Lawmakers are, at the moment, amenable to making changes to their alcohol regulatory systems. They see the outsized impact that the pandemic has had on the alcohol and hospitality industries. Witness the numerous states that have allowed bars and restaurants to deliver premade drinks to consumers’ homes. Try to imagine this kind of reform happening outside the context of a pandemic-devastated economy. Distillers asking for the right to widen the size of their marketplace via direct shipments and keeping a larger portion of their sales revenue via self-distribution doesn’t seem nearly as significant a change.

Go big, distillers. Now is the moment to go big.

3 Responses

  1. Jim Bernau - August 18, 2020

    Completely agree. The wine industry is a great example of the benefits to the consumer, communities, those seeking professional, well compensated careers and small business entrepreneurs.

  2. Tom Wark - August 18, 2020


    One thing the spirits industry doesn’t have going for it is that, unlike the wine industry, spirit producers are not geographically concentrated. That winery concentration in CA allowed the Wine Institute to outsized influenced when it went lobbying in different states.

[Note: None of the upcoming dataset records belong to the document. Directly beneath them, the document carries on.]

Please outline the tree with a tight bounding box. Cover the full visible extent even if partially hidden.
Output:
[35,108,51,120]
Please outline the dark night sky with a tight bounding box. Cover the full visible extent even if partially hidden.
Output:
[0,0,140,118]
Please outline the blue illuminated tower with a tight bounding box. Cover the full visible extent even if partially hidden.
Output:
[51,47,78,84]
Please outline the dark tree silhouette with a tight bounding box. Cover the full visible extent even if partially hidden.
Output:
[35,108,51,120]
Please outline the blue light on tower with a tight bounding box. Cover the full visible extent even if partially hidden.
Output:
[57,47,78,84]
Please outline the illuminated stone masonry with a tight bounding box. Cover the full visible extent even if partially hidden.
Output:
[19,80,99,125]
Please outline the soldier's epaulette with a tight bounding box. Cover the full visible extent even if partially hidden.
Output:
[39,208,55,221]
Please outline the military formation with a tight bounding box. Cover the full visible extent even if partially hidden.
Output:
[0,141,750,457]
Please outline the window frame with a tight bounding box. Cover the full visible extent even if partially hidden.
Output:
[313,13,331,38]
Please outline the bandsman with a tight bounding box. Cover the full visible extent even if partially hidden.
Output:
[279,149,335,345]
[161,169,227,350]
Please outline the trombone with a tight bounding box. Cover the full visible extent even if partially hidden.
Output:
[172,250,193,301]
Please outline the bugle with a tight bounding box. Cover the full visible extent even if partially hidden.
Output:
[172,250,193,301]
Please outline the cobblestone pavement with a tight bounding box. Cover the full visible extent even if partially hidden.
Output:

    However, the distilleries do have a hometown advantage. They can convincingly argue that the benefit to them of being able to ship direct to consumers in their state is far more beneficial than any competition that might result from having to also allow out of state distillers to ship in. Also, there is an argument to be made that a state that allows out-of-state retailers to ship in encourages other states to do the same.

    No matter….the benefits to the spirits industry are huge.

  3. Jim Bernau - August 18, 2020

    The wine industry achieved its favorable regulatory environment through effective regulatory and legislative action. Years ago, we actually drafted the bills that gave us self distribution and direct ship privileges and operated a targeted political action effort in key races. You are right that wineries benefited by being located in many diverse legislative districts just as small distillers are now. Oregon could become a Mecca for consumers of distilled spirits. Let’s do this.